Summers called Epstein ‘very good wingman’
Former Harvard University President Larry Summers will step down from teaching position at the end of the academic year over his ties with convicted sex-offender Jeffrey Epstein.
He has also stepped down from his role as co-director of the Mossavar-Rahmani Center for Business and Government at Harvard Kennedy School and will remain on leave for the remainder of the school year, according to The Harvard Crimson.
Summers told The Crimson the decision was “difficult.” Still, he is “grateful to the thousands of students and colleagues I have been privileged to teach and work with since coming to Harvard as a graduate student 50 years ago.”
“Free of formal responsibility, as President Emeritus and a retired professor, I look forward in time to engaging in research, analysis, and commentary on a range of global economic issues,” he said.
Epstein-related documents released by the Justice Department in December revealed that Summers had been named as a successor executor in a 2014 draft of Epstein’s will, meaning he would have been responsible for managing the financier’s estate if the primary executors could not serve, The Crimson reported.
Summers first apologized for his close relationship with Epstein in November, The College Fix reported.
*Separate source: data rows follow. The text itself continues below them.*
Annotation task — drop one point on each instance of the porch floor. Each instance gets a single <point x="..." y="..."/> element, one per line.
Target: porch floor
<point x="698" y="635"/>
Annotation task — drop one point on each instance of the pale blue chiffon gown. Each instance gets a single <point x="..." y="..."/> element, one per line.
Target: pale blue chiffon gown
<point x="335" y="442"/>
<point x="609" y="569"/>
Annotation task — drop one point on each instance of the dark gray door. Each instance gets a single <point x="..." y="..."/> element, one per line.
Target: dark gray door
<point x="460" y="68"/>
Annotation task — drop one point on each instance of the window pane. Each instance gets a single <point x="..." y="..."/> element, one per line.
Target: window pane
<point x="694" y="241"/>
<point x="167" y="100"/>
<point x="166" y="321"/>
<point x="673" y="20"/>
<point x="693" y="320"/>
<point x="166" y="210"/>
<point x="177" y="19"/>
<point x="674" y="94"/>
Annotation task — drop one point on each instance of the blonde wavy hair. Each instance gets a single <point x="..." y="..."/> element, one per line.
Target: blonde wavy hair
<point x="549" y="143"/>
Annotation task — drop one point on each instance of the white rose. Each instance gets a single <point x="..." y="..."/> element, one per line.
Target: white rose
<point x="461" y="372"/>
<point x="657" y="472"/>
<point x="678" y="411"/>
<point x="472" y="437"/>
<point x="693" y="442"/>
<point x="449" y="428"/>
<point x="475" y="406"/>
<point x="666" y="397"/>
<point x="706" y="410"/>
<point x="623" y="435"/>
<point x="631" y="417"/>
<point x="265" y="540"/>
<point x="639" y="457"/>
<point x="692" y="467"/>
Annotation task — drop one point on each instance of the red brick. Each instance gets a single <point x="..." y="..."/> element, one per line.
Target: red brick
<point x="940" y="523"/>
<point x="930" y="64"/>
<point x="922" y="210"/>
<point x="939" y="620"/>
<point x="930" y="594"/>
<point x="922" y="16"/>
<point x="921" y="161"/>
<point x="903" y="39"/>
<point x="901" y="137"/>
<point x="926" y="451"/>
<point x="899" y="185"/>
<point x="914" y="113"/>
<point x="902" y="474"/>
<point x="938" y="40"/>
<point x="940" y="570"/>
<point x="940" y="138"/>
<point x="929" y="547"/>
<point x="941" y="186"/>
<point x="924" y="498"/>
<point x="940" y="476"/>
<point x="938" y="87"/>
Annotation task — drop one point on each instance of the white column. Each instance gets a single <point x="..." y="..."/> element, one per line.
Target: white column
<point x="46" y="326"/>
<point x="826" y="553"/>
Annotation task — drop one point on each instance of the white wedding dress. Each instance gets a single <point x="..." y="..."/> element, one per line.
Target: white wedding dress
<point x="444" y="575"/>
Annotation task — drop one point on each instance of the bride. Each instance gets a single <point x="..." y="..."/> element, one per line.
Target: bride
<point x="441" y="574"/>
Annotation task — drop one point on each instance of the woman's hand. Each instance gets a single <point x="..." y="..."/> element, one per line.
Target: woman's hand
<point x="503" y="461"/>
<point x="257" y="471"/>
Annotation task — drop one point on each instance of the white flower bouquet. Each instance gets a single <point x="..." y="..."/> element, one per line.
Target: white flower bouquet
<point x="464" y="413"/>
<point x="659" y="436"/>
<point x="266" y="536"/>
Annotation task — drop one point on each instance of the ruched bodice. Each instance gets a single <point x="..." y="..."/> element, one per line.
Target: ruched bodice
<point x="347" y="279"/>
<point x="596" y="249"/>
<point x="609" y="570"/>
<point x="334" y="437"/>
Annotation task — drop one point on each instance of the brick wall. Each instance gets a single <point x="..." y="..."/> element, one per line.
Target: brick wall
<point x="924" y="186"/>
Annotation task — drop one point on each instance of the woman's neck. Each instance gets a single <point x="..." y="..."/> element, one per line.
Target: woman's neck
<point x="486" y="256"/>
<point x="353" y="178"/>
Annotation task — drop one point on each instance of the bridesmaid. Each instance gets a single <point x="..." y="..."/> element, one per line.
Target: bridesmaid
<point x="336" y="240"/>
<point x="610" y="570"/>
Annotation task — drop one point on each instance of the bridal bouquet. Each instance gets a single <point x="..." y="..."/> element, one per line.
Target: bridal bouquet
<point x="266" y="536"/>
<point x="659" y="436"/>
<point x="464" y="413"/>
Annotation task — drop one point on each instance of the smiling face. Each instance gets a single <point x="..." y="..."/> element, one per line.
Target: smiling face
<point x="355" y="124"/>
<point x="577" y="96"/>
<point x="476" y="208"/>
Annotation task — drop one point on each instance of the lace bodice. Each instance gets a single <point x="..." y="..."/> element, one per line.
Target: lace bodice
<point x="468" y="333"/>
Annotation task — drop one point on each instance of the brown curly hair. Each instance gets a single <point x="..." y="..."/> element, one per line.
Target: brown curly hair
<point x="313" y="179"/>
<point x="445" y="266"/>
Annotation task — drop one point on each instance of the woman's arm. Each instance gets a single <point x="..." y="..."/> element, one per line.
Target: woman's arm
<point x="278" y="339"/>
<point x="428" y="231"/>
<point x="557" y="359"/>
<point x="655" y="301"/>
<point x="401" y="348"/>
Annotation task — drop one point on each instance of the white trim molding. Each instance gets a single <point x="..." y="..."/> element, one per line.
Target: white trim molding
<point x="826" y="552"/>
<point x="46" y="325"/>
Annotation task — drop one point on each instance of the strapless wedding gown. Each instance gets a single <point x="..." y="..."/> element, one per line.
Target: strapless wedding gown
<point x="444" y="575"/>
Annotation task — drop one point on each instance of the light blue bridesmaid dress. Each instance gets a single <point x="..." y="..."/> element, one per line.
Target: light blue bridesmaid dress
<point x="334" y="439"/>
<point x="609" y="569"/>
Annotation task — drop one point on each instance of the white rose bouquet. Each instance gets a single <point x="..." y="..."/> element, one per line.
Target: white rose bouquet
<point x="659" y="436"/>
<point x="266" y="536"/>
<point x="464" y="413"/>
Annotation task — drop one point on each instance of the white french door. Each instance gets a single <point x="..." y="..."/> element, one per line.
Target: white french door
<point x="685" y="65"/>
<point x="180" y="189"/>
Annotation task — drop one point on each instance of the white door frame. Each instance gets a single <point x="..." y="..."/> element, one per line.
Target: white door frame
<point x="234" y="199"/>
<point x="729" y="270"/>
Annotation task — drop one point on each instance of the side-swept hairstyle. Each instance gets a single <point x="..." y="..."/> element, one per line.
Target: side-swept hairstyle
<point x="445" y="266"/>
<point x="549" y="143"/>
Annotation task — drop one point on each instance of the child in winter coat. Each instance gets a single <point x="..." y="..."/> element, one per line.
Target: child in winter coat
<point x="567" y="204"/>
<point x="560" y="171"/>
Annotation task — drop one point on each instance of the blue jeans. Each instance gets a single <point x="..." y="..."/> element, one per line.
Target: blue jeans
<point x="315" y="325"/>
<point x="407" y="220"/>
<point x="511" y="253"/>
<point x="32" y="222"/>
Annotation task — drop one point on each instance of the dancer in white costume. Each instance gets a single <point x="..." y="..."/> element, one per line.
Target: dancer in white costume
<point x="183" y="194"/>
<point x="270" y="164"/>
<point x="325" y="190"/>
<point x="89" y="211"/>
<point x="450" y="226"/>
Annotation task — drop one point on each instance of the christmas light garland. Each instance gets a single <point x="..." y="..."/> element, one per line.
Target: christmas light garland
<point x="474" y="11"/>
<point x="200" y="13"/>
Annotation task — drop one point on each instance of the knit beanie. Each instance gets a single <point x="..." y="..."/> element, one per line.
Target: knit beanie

At the time, he said he would continue teaching, but stepped away from the Center for American Progress and Yale’s Budget Lab research center.
In a 2018 email, Summers told Epstein he was a “very good wingman” and detailed his efforts to pursue a woman, according to Inside Higher Ed.
“I take full responsibility for my misguided decision to continue communicating with Mr. Epstein,” he said.
Summers and Epstein regularly messaged each other about women, politics, and Harvard-related projects for at least seven years, with their contact continuing as late as July 2019, just one day before Epstein’s final arrest, according to The Harvard Crimson.
But Summers is not the only Harvard faculty member with connections to Epstein.
Mathematics professor Martin Nowak is on paid administrative leave as of this week while Harvard launches a formal investigation into his past ties to the convicted sex offender, The Crimson reported.
In an email to Harvard staff, Dean of the Faculty of Arts and Sciences Hopi Hoekstra announced the decision.
“New information about Professor Nowak has come to light as part of the University’s review of documents released by the U.S. Department of Justice regarding Jeffrey Epstein. A panel of the FAS Faculty Conduct Committee (FCC) reviewed this information and recommended that FAS conduct a formal investigation to determine whether Professor Nowak violated FAS or University policies and standards of professional conduct,” Hoekstra wrote.